L’autisme est un trouble du développement, survenant avant l’âge de 3 ans et caractérisé par
une altération des capacités de communication, une anomalie des interactions sociales et par
des comportements restreints et stéréotypés.

Les données scientifiques confirment aujourd’hui que les TSA (Troubles du Spectre
Autistique) sont des troubles envahissants et durables, affectant le développement cérébral et
se manifestant à partir de la petite enfance. Selon des études récentes, les TSA se caractérisent
par une triade de symptômes :

 les déficiences dans les interactions sociales ;

 les déficiences en matière de communication et langage ;

 les intérêts restreints et des comportements répétitifs.

Dans le cadre cet échange, il sera question uniquement des aspects pathologiques de la
production du langage. Cependant, définissons quelques concepts et rappelons les étapes de
l’acquisition du langage de manière sommaire.

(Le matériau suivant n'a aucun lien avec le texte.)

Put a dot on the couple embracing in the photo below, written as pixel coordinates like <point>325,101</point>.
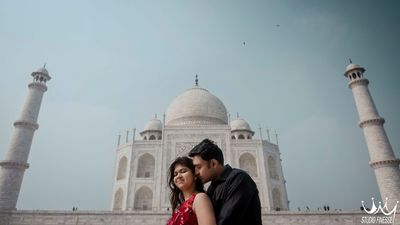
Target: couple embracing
<point>232,197</point>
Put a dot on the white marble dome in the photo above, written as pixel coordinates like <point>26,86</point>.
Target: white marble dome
<point>153,125</point>
<point>42,72</point>
<point>352,67</point>
<point>240,124</point>
<point>196,106</point>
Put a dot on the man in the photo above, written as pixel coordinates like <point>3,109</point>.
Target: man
<point>233,193</point>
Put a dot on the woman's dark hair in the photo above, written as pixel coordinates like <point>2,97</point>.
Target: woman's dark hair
<point>176,195</point>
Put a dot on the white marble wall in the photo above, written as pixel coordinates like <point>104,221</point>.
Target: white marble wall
<point>131,218</point>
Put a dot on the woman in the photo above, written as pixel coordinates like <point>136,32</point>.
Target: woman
<point>190,205</point>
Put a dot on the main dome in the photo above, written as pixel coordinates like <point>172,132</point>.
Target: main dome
<point>196,106</point>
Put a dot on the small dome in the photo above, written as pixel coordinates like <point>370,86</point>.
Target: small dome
<point>352,67</point>
<point>153,125</point>
<point>240,124</point>
<point>196,106</point>
<point>42,71</point>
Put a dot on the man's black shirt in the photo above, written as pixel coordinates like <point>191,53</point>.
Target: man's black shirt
<point>235,199</point>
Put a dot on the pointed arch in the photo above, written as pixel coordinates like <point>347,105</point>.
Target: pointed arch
<point>118,196</point>
<point>273,171</point>
<point>276,199</point>
<point>248,163</point>
<point>143,199</point>
<point>122,166</point>
<point>146,166</point>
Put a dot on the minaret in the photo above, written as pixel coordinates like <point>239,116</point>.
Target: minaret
<point>382,158</point>
<point>15,163</point>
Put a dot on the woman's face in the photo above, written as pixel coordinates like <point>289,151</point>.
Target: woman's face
<point>183,178</point>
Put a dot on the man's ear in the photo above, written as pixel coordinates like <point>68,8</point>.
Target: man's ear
<point>214,163</point>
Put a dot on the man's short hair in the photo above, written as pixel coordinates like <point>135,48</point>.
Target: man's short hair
<point>208,150</point>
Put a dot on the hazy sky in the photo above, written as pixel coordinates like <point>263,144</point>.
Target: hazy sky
<point>114,64</point>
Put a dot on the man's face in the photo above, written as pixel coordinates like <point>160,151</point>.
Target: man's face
<point>205,170</point>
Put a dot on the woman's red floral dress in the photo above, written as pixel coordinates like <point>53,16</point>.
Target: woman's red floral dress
<point>184,215</point>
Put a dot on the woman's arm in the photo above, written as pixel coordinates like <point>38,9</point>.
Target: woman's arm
<point>204,211</point>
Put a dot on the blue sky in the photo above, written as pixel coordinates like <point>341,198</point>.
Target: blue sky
<point>115,64</point>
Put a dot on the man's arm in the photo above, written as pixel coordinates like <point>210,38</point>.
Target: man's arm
<point>240,192</point>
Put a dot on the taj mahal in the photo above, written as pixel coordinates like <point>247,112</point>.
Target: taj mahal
<point>140,194</point>
<point>139,181</point>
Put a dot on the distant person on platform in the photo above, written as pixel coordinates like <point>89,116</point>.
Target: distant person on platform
<point>234,195</point>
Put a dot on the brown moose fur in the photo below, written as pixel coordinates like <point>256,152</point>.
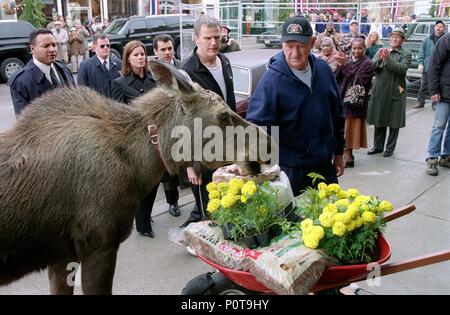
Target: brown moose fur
<point>74,168</point>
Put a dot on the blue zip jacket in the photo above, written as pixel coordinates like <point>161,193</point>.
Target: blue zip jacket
<point>311,121</point>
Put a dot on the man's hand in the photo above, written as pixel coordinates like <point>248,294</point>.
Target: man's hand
<point>339,165</point>
<point>436,98</point>
<point>193,177</point>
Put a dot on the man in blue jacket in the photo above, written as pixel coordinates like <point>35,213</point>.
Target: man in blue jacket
<point>41,74</point>
<point>439,87</point>
<point>100,70</point>
<point>425,52</point>
<point>299,94</point>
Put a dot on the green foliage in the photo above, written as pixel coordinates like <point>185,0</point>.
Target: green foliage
<point>33,13</point>
<point>259,211</point>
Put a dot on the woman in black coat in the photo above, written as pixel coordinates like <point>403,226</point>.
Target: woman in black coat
<point>356,70</point>
<point>135,81</point>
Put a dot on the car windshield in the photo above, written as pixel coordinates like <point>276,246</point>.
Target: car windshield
<point>115,27</point>
<point>241,80</point>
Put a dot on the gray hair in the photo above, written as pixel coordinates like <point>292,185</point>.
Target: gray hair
<point>205,20</point>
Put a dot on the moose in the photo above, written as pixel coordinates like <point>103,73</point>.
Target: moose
<point>75,166</point>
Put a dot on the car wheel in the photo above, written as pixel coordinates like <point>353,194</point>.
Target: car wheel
<point>9,66</point>
<point>116,53</point>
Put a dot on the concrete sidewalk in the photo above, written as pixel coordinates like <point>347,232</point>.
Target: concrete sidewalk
<point>158,266</point>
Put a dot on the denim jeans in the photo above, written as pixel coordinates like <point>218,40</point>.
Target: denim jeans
<point>439,144</point>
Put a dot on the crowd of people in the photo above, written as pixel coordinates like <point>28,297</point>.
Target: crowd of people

1- Clarification de quelques concepts


1.1 TSA

Ce sont les troubles neurologiques qui affectent le développement des jeunes enfants. Ils
perdurent sous diverses formes toute la vie et peuvent subir des modifications significations
au cours du développement en lien avec le fonctionnement du cerveau. Ils ont un impact sur
l’ensemble des habiletés et les capacités de l’individu.

1.2 Langage 

Le langage est une fonction d’expression et de communication de la pensée par l’utilisation


des signes ayant une valeur identique pour tous les individus d’une même espèce et dans les
limites d’une aire cérébrale déterminée.

Selon Dumais (2014), le langage est défini comme un ensemble des moyens dont l'être
humain dispose pour communiquer ou s'exprimer en lui permettant en tant que faculté de
concevoir et d'acquérir des systèmes de communication élaborés appelés « langues ». Il
comporte deux facettes dont le langage réceptif (la compréhension) et le langage expressif
(production).

Dans le cadre de ce cours, il sera question du langage expressif, c’est-à-dire la production du


langage chez les TSA.

1.3 Linguistique classique 


C’est l’étude scientifique du langage et de sa structure, y compris l’étude de la grammaire, de
la syntaxe et de la phonétique.
1.4 Linguistique spécialisée :
C’est une discipline scientifique qui étudie le langage chez les personnes à besoins
spécifiques. Il s’agit des personnes ayant un déficit de la fluence langagière.

2 Acquisition du langage

2-1 Acquisition du langage chez les enfants « tout-venant », les enfants neurotypiques
L’acquisition du langage est une étape importante du développement de l’enfant qui se
déroule généralement entre un et trois ans. Elle se fait par des étapes successives.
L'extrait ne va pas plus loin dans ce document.